Clin Nephrol. 1998 Oct;50(4):255-7.
We present the case of a young male with 2-month history of intermittent upper abdominal pain who developed diarrhea, anorexia, tea-color urine, and decreased urine output. He was found to be in severe acute renal failure requiring hemodialysis, four sessions in 10-day period. By the end of the second week of hospitalization renal function gradually improved with total recovery of function to a baseline creatinine of 1.1 mg/dl 25 days after the diagnosis of acute renal failure.
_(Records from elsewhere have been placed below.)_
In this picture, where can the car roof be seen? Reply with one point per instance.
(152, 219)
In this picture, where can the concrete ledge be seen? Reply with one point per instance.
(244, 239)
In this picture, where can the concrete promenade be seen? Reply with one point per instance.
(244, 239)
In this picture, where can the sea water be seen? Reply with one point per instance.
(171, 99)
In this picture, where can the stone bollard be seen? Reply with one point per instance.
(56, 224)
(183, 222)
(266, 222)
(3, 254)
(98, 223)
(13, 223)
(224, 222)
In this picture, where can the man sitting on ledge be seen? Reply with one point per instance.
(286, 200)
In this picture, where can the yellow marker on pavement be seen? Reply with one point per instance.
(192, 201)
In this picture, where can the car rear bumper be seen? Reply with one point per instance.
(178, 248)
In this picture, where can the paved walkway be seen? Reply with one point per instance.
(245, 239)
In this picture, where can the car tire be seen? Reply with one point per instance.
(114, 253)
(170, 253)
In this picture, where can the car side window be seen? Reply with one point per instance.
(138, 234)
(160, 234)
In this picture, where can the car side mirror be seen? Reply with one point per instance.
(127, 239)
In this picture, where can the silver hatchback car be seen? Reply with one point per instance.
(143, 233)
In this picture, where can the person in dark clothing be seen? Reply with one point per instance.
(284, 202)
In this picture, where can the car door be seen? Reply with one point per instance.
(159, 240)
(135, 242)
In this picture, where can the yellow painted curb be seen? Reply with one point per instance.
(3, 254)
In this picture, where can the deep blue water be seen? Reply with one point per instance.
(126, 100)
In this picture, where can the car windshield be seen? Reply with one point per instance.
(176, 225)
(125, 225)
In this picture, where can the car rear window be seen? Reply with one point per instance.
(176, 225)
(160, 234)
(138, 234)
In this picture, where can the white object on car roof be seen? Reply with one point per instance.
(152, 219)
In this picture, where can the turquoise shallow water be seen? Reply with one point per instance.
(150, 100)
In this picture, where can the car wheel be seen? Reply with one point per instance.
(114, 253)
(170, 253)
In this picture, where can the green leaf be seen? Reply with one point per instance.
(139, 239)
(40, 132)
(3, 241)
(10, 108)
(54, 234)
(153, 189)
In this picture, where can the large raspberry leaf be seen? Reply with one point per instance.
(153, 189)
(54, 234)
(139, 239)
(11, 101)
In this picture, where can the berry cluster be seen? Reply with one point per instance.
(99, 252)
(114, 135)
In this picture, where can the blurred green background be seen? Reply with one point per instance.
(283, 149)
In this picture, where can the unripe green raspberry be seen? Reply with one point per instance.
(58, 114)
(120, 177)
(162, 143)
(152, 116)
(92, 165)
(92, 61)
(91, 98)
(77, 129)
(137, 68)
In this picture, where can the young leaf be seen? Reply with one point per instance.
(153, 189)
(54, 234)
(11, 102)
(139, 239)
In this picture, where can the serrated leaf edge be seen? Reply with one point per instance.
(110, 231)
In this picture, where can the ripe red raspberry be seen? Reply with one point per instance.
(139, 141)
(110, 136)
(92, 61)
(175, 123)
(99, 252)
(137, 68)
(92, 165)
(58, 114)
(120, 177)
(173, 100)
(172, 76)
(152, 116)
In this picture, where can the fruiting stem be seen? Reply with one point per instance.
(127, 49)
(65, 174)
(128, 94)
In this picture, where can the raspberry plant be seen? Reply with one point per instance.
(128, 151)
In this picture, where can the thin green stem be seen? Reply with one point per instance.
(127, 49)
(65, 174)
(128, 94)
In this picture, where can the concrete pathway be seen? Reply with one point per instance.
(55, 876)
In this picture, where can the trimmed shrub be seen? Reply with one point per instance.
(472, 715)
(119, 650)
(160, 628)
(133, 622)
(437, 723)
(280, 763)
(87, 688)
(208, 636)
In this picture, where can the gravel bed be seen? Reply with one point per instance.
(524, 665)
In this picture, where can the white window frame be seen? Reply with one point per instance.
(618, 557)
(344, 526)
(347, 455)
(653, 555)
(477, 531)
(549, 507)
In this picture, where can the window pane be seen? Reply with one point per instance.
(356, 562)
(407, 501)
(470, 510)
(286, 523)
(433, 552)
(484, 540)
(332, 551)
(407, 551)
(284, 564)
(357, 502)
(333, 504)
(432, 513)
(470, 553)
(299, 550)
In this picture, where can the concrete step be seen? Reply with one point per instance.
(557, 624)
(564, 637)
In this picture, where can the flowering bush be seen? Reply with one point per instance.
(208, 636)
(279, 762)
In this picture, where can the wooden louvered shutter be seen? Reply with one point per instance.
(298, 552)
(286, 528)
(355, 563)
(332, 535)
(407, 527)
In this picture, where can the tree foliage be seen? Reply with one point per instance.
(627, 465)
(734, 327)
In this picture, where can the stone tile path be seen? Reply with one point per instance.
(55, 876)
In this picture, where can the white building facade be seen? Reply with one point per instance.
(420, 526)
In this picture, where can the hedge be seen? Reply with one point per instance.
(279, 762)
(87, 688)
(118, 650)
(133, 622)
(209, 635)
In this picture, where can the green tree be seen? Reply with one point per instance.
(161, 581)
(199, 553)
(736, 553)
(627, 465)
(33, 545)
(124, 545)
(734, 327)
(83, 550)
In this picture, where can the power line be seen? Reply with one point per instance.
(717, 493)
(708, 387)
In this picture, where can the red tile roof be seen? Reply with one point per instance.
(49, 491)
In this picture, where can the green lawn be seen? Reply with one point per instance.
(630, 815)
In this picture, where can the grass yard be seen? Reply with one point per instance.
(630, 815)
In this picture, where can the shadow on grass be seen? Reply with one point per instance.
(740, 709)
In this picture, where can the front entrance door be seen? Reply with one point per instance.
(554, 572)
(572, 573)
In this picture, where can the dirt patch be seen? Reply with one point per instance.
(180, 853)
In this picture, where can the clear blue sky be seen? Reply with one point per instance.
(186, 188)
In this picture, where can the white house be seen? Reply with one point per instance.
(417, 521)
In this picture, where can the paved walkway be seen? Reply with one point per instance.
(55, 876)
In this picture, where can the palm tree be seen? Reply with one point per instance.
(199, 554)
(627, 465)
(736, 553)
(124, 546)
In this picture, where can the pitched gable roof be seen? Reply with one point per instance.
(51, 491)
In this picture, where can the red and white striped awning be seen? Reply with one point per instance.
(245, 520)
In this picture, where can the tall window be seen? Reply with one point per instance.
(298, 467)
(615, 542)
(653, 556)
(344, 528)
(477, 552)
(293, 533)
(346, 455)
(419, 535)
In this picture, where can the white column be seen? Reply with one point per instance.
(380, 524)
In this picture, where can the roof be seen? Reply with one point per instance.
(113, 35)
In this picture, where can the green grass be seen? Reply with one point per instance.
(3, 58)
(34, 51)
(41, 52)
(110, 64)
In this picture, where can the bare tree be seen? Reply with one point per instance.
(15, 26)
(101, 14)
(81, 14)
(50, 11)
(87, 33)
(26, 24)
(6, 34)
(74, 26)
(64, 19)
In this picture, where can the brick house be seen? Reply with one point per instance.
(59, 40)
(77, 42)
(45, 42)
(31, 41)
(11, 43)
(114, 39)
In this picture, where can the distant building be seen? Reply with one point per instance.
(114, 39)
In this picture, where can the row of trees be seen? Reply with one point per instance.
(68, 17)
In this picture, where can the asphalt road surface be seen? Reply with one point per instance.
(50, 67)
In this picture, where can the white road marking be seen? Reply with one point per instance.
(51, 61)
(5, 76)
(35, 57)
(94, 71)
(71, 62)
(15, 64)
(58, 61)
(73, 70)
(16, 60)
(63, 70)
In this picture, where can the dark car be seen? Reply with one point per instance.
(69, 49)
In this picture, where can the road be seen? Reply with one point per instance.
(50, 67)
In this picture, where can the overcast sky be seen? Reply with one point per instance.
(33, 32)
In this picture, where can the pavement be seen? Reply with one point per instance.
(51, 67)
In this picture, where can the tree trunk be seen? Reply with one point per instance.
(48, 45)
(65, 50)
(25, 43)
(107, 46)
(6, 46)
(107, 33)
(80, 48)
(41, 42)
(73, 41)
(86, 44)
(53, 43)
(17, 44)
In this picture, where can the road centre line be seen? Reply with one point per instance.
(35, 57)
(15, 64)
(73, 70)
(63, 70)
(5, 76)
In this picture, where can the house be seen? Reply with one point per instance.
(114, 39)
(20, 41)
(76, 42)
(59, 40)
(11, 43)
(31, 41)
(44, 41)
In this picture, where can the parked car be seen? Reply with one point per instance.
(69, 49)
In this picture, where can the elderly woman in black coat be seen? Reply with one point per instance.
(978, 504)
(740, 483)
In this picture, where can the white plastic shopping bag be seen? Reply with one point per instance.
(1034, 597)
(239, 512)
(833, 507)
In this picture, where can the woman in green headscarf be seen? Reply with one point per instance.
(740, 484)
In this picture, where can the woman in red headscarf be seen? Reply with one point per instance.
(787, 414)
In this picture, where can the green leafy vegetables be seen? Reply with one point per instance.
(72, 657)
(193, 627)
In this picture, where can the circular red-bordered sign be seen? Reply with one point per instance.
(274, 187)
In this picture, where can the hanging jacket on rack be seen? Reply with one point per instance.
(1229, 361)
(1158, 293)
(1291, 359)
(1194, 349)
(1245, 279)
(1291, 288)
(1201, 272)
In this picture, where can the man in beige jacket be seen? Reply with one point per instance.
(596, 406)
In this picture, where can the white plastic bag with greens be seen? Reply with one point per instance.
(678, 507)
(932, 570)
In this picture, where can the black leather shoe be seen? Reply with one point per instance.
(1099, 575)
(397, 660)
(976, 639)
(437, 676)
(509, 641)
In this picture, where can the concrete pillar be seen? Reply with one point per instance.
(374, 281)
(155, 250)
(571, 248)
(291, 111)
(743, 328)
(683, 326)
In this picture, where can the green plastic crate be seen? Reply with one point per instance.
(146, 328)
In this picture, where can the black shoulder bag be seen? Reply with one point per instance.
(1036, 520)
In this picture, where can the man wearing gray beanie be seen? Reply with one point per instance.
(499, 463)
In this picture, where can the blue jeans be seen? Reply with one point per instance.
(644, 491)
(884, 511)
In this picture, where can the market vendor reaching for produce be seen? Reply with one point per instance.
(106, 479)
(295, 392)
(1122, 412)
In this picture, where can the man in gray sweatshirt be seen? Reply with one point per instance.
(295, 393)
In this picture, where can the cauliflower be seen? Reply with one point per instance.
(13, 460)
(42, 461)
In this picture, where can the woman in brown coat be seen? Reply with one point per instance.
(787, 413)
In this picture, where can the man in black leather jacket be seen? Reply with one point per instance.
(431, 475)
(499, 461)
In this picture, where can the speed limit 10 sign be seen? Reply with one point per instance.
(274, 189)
His workup included Ham's test, water sugar test, and RBC fragility test which confirmed the diagnosis of paroxysmal nocturnal hemoglobinuria.
我们报告一例年轻男性病例,该患者有2个月间歇性上腹部疼痛病史,之后出现腹泻、厌食、茶色尿及尿量减少。他被诊断为严重急性肾衰竭,需要进行血液透析,在10天内进行了4次透析。住院第二周结束时,肾功能逐渐改善,急性肾衰竭诊断后25天,肾功能完全恢复至基线肌酐水平1.1mg/dl。他的检查包括酸溶血试验、糖水试验和红细胞脆性试验,这些检查确诊了阵发性夜间血红蛋白尿。